Ontario will soon become the first province in Canada to start accepting transplant organs from people who have died of heart failure.
The provincial agency in charge of organ and tissue donations announced that changes in guidelines that allowed accepting donation after cardio-circulatory death (DCD) could potentially expand the potential donor pool by hundreds.
This move to permit donations after DCD came following the request of an Ottawa family to fulfill their daughters wish to become an organ donor she became hospitalized and on life support suffering from heart failure following a sudden illness. When the family decided to withdraw life support they approached the medical team at the Ottawa Hospital with the wishes of their daughter Sara Beth and urged them to take her kidneys.

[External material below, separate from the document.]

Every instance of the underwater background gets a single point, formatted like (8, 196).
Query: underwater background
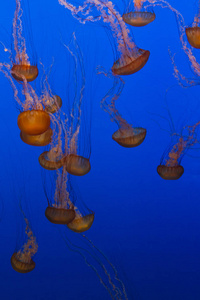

"Donation after cardiac death ... marks a new era for organ donation in this wonderful country and that makes Sara Beth a pioneer -- way to go, sweetheart," her father Emile Therien said at a press conference at the Ottawa Hospital.
He expressed his hope that such organ donations will be become more commonplace in the near future and give more "families the opportunity to fulfill their loved ones' donations wishes."
Dr. Joe Pagliarello, medical director of Organ and Tissue Donation said, "This can't happen for every patient, in fact we probably estimate that this may be possible for perhaps an additional 25 per cent of our donors. I hope, in the future to make this happen for every family. We will then have achieved our objective."
Until now doctors have only retrieved transplant organs from patients declared brain dead. Maintaining the donors' organs until they can be transplanted follows this.
According to the federal Canadian Council for Donation and Transplantation the following criteria are recommended: an absence of a pulse, blood pressure and respiration for five minutes, before two physicians pronounce the patient dead and the organs eligible for consideration.
George Marcello, two-time liver transplant recipient and the founder of Step by Step, a group committed to increasing organ donor awareness, "It's long overdue. Ontario's the first here but I'm hoping it will spread right across the country."
In Ontario, there are nearly 1,800 patients waiting for an organ transplant. In 2004, 122 of them died.
But while 30,000 people die in Ontario hospitals ever year, only about 1.5 per cent of them meet the brain-dead criteria.
This new move could help to open the door to eligible cardiac-arrest patients thereby adding hundreds more donors to the pool.